Beyond user choice, the iPad and social networking are business hits because they enable more direct communication.

Increased productivity is one of the most common rallying cries when people, myself included, talk about the consumerization trend in business technology and the related growth of personally owned mobile devices like the iPhone and iPad in the workplace. Increased productivity and the comfort of choosing and using the best apps or devices for the job is one big advantage that these trends have to offer, but it isn’t the only one.

The ability to collaborate is being unleashed by these trends in businesses around the world. That, perhaps, points a finger to why the iPad, cloud services like Box and Dropbox, and social networks have gained so much popularity in so many offices. They allow people to interact and collaborate in ways that traditional business collaboration tools do not.

I’m not suggesting that tools like Microsoft’s SharePoint and Basecamp from 37 Signals aren’t important tools. They are very important tools for document, content, and project management. Even the track changes feature in Office is important when multiple team members collaborate on a single document – after all, track changes has been the holy grail of iOS business apps (Office2 is the only on-device Office-style suite for iOS to offer track changes integration).

There is, however, a difference between working together on specific files or with specific data and true person-to-person discussion. Tools like these might be better described as tools for managing collaborative work instead of collaborative tools. They exist more to put needed boundaries around the pieces of work that team members do than to encourage active discussion and broader collaboration.

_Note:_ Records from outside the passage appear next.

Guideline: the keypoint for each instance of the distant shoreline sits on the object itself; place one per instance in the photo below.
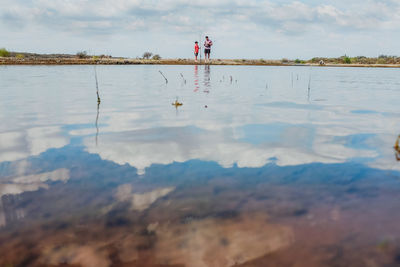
(127, 61)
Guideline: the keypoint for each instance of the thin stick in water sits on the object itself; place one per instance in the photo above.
(97, 85)
(184, 80)
(166, 80)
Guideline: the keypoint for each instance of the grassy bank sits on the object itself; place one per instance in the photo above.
(81, 58)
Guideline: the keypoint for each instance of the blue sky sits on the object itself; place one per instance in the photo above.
(239, 29)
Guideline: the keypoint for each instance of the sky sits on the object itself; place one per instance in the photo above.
(252, 29)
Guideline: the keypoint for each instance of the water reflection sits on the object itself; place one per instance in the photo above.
(207, 79)
(255, 180)
(196, 78)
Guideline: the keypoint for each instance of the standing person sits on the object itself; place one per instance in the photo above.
(196, 50)
(207, 48)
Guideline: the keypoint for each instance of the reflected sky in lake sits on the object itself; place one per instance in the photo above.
(254, 169)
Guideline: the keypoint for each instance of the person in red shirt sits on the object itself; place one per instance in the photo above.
(207, 48)
(196, 50)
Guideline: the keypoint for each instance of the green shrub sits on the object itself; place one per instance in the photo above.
(4, 52)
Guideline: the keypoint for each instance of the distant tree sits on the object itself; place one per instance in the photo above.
(81, 54)
(4, 52)
(347, 60)
(147, 55)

Leigh Jasper, CEO of Construction and Engineering Collaboration company Aconex, recently described the ways in which iOS, social networks, and cloud services are transforming the workplace as eliminating friction. That’s a terrific metaphor. Traditional office tools are designed in many ways to instill friction in the collaborative process for the purposes of keeping everything organized and manageable as well as for securing content and network resources.

Jasper points out that such friction has always been a collaboration inhibitor in businesses of all types and sizes – something that users tolerate when they must but will avoid and circumvent when they have the chance. New mobile technologies – the iPad in particular – and social networks are all about removing that friction. So are Cloud services, because they allow users to bypass many points of friction created by security and management systems.

The challenge for businesses and IT is to deliver solutions that remove as much friction between users, resources, and information– and even between users and their coworkers – as possible while still providing core security. That’s not an easy task, but ultimately it’s the best possible option.